The CSI300 index of the largest listed companies in Shanghai and Shenzhen fell 0.2 percent, to 3,833.24 points at the close, while the Shanghai Composite Index lost 0.1 percent, to 3,640.49 points.
China will deliver a slew of economic and financial reforms over the next five years and strengthen supervision of its financial system to prevent "systemic risk", central bank governor Zhou Xiaochuan said.
Shenzhen's startup board ChiNext Index rose 1.1 percent to 3,107.59 points. The CSI300 Materials Index outperformed, up 2.4 percent, while the financials index was down 0.2 percent and the banking index eased 0.1 percent.
The Shanghai Composite Index trimmed a loss of as much as 1.1 percent as brokerages and stocks reflecting the "new economy" like technology and healthcare rallied amid optimism over the start of the planned stocks link between Hong Kong and Shenzhen, home to many of China's growth companies and the best-performing stocks.
CITIC Securities Co Ltd, the nation's biggest-listed brokerage, rose 1.4 percent in Shanghai, extending a rally over the past month to 42 percent. GF Securities Co Ltd jumped 3.3 percent for a 20 percent gain this month alone.
ChiNext stocks will be included in the link even as the timing of the start is uncertain, Liu Fuzhong, vice-director of strategy and international relations at the Shenzhen Stock Exchange, said in Shanghai.
The Shenzhen-listed ChiNext Index has gained 87 percent this year, compared with a 13 percent advance for the Shanghai Composite Index. There is a "high conviction" that China will announce the timing of the link within the next two quarters, Citigroup Inc analysts led by Jason Sun wrote in a note.
Meanwhile, Chinese mainland stocks fell the most in a week in Hong Kong as slower-than-forecast inflation increased concern that demand is weakening in the world's second-biggest economy. The Hang Seng Index fell 1.4 percent to 22,401.70 points, while the China Enterprises Index lost 1.8 percent, to 10,314.74 points, dragged down by power producers and banks. China's Consumer Price Index rose 1.3 percent in October, official data on Tuesday showed, compared with the 1.5 percent median estimate in a Bloomberg survey.
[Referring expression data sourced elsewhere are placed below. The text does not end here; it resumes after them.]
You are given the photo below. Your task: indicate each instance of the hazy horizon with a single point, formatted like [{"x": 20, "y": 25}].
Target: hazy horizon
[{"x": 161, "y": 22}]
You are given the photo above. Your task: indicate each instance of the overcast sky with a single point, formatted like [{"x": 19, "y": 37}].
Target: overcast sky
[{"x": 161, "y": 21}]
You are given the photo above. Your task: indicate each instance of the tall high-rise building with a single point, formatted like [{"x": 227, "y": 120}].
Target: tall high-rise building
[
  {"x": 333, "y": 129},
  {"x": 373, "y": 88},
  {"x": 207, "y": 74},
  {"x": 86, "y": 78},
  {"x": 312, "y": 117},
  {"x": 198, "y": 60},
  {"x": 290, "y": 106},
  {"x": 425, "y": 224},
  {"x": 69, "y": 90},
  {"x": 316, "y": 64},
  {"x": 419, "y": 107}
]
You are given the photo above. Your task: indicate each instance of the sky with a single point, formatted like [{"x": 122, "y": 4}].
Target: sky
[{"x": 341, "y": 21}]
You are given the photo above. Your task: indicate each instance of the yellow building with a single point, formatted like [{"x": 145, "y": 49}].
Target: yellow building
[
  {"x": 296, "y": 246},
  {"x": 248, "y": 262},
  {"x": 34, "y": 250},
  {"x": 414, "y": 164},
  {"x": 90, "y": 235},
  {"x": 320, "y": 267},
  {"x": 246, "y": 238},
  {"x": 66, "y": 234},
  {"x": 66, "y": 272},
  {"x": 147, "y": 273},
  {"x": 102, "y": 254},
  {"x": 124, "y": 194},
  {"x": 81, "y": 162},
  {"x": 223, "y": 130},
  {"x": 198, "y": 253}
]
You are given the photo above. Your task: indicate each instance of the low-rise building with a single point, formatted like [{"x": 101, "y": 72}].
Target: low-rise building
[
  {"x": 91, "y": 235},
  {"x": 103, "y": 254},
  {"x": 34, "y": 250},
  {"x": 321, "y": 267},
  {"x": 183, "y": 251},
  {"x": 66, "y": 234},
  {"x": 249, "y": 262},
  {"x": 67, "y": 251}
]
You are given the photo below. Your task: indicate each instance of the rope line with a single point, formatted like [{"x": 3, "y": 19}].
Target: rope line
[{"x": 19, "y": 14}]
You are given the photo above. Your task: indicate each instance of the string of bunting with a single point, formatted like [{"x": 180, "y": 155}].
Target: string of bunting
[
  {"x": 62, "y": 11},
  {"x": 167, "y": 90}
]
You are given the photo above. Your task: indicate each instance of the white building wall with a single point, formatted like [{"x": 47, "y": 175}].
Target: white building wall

"There is a bit of a pullback after the recent rally with the CPI not helping," said Gerry Alfonso, a trader at Shenwan Hongyuan Group Co in Shanghai. "The low CPI figure is an indication that domestic consumption is perhaps a bit weaker than expected and that can create concerns. Banks are under-performing as the rally in recent days was very significant and investors are cashing in."